I have some random data coming from an API into a Kafka topic that looks like this:
{"vin": "1N6AA0CA7CN040747", "make": "Nissan", "model": "Pathfinder", "year": 1993, "color": "Blue", "salePrice": "$58312.28", "city": "New York City", "state": "New York", "zipCode": "10014"}
{"vin": "1FTEX1C88AF678435", "make": "Audi", "model": "200", "year": 1991, "color": "Aquamarine", "salePrice": "$65651.53", "city": "Newport Beach", "state": "California", "zipCode": "92662"}
{"vin": "JN8AS1MU1BM237985", "make": "Subaru", "model": "Legacy", "year": 1990, "color": "Violet", "salePrice": "$21325.27", "city": "Joliet", "state": "Illinois", "zipCode": "60435"}
{"vin": "SCBGR3ZA1CC504502", "make": "Mercedes-Benz", "model": "E-Class", "year": 1986, "color": "Fuscia", "salePrice": "$81822.04", "city": "Pasadena", "state": "California", "zipCode": "91117"}
I am able to create KStream
objects and observe them, like this:
KStream<byte[], UsedCars> usedCarsInputStream =
builder.stream("used-car-colors", Consumed.with(Serdes.ByteArray(), new UsedCarsSerdes()));
//k, v => year, countof cars in year
KTable<String,Long> yearCount = usedCarsInputStream
.filter((k,v)->v.getYear() > 2010)
.selectKey((k,v) -> v.getVin())
.groupBy((key, value) -> Integer.toString(value.getYear()))
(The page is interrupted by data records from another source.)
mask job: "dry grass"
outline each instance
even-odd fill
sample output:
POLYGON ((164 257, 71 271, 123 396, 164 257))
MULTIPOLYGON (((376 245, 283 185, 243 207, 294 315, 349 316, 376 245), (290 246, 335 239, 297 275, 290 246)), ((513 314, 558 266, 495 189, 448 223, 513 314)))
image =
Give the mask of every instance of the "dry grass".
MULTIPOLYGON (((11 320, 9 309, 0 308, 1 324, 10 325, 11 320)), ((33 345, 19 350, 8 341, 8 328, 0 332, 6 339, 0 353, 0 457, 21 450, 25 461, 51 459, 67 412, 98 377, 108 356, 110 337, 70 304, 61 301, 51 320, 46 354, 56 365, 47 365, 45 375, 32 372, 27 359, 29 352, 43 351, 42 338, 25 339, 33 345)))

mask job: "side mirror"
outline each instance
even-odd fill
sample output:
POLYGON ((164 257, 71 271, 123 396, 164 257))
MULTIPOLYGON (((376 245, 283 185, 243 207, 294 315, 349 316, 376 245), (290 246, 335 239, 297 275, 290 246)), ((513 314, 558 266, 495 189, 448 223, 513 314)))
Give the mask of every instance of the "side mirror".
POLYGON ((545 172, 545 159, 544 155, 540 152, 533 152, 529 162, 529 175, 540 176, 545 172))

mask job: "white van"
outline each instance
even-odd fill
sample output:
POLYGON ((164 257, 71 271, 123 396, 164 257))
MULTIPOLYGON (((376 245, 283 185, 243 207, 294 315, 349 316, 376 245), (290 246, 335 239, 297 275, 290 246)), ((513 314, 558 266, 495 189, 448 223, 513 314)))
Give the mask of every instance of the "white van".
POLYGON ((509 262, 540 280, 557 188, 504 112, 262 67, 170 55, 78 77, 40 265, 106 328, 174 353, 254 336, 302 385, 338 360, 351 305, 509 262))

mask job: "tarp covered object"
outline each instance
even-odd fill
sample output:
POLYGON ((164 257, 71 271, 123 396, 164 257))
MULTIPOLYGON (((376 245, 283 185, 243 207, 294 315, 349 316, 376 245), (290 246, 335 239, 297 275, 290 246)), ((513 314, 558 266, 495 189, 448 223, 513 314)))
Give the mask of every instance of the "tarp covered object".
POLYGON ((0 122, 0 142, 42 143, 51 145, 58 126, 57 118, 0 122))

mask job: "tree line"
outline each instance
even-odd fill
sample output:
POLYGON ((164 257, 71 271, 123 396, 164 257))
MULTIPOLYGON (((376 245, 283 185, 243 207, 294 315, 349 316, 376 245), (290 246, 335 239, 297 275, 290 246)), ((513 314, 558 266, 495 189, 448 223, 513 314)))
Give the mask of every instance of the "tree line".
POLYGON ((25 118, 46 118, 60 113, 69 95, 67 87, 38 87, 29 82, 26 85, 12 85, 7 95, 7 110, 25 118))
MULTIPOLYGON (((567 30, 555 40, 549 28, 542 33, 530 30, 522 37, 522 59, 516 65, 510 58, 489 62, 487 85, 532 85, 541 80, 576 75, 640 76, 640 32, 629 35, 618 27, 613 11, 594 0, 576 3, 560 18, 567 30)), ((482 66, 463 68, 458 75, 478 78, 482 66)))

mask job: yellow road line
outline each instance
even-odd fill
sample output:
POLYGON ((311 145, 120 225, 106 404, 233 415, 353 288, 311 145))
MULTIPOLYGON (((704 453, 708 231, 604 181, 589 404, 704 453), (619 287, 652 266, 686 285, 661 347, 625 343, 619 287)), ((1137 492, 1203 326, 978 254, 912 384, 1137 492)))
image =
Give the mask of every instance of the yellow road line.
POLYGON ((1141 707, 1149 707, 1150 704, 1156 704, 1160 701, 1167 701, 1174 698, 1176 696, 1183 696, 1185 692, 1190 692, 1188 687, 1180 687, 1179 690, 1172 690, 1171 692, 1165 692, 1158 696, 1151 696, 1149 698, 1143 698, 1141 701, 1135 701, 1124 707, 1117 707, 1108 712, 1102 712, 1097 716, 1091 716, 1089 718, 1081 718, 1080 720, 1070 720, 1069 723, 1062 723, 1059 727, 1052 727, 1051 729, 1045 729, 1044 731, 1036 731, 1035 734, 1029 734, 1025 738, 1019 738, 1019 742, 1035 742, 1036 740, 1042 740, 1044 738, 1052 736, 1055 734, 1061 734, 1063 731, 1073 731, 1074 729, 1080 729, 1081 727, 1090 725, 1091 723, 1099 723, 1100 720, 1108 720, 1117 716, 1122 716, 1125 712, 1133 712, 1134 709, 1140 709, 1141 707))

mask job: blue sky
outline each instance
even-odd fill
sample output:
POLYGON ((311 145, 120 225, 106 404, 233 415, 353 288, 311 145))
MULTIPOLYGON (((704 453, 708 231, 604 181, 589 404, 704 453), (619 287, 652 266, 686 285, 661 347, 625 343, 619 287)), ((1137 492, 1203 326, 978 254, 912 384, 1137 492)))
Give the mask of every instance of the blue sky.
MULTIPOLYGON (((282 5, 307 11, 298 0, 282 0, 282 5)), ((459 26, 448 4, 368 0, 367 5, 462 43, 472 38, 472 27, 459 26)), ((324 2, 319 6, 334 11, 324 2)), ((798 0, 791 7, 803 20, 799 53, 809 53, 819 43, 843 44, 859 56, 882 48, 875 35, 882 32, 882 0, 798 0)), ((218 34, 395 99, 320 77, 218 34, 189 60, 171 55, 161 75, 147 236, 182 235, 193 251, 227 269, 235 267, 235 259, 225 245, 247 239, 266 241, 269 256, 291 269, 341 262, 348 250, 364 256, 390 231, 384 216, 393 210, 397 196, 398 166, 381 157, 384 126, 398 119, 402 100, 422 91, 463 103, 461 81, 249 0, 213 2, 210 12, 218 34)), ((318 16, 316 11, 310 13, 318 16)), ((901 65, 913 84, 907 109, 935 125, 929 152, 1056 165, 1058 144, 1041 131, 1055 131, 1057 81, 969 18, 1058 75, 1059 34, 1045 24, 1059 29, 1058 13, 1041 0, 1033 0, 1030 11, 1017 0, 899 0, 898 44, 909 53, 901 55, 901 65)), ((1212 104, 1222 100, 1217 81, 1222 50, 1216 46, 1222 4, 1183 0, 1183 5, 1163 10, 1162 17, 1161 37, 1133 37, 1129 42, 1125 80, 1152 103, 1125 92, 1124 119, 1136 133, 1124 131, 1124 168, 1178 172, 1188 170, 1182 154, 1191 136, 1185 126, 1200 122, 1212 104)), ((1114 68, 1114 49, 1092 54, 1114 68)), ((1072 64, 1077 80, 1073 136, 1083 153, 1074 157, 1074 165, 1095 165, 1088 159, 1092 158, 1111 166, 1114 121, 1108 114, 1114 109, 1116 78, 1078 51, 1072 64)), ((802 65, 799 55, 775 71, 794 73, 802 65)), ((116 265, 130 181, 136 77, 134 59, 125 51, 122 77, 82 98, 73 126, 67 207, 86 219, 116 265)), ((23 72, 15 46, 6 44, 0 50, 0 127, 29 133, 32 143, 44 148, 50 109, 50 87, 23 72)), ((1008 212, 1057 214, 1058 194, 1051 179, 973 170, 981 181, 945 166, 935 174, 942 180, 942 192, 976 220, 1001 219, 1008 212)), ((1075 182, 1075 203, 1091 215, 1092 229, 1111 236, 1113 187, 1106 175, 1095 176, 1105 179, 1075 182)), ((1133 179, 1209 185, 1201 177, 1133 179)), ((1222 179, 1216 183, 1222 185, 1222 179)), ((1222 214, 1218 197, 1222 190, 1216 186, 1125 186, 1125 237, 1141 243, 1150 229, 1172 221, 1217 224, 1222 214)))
.count().toStream().print(Printed.<String, Long>toSysOut().withLabel("blah"));
This of course gives us a count of the records grouped by each year greater than 2010. However, what I would like to do in the next step, but have been unable to accomplish, is to simply take each of those years, as in a foreach
, and count the number of cars in each color per year. I attempted writing a foreach
on yearCount.toStream()
to further process the data, but got no results.
I am looking for output that might look like this:
{
"2011": [
{
"blue": "99",
"green": "243,",
"red": "33"
}
],
"2012": [
{
"blue": "74,",
"green": "432,",
"red": "2"
}
]
}
I believe I may have answered my own question. I would welcome any others to comment on my own solution.
What I did not realize is that you can do GroupBy an object that is essentially a compound object. In this case, I needed the equivalent of this following SQL statement
SELECT year, color, count(*) FROM use_car_colors AS years
GROUP BY year, color
In Kafka Streams, you can accomplish this by creating an object -- in this situation, I created a POJO class called 'YearColor' with members year and color -- and then select that as a key in Kafka Streams:
usedCarsInputStream
.selectKey((k,v) -> new YearColor(v.getYear(), v.getColor()))
.groupByKey(Grouped.with(new YearColorSerdes(), new UsedCarsSerdes()))
.count()
.toStream()
.peek((yc, ct) -> System.out.println("year: " + yc.getYear() + " color: " + yc.getColor()
+ " count: " + ct));
You of course have to implement the Serializer and Deserializer for this object (and I did with YearColorSerdes()). My output when running the Kafka Streams application gives me updates on the modified counts, a la:
year: 2012 color: Maroon count: 2
year: 2013 color: Khaki count: 1
year: 2012 color: Crimson count: 5
year: 2011 color: Pink count: 4
year: 2011 color: Green count: 2
which is what I was looking for.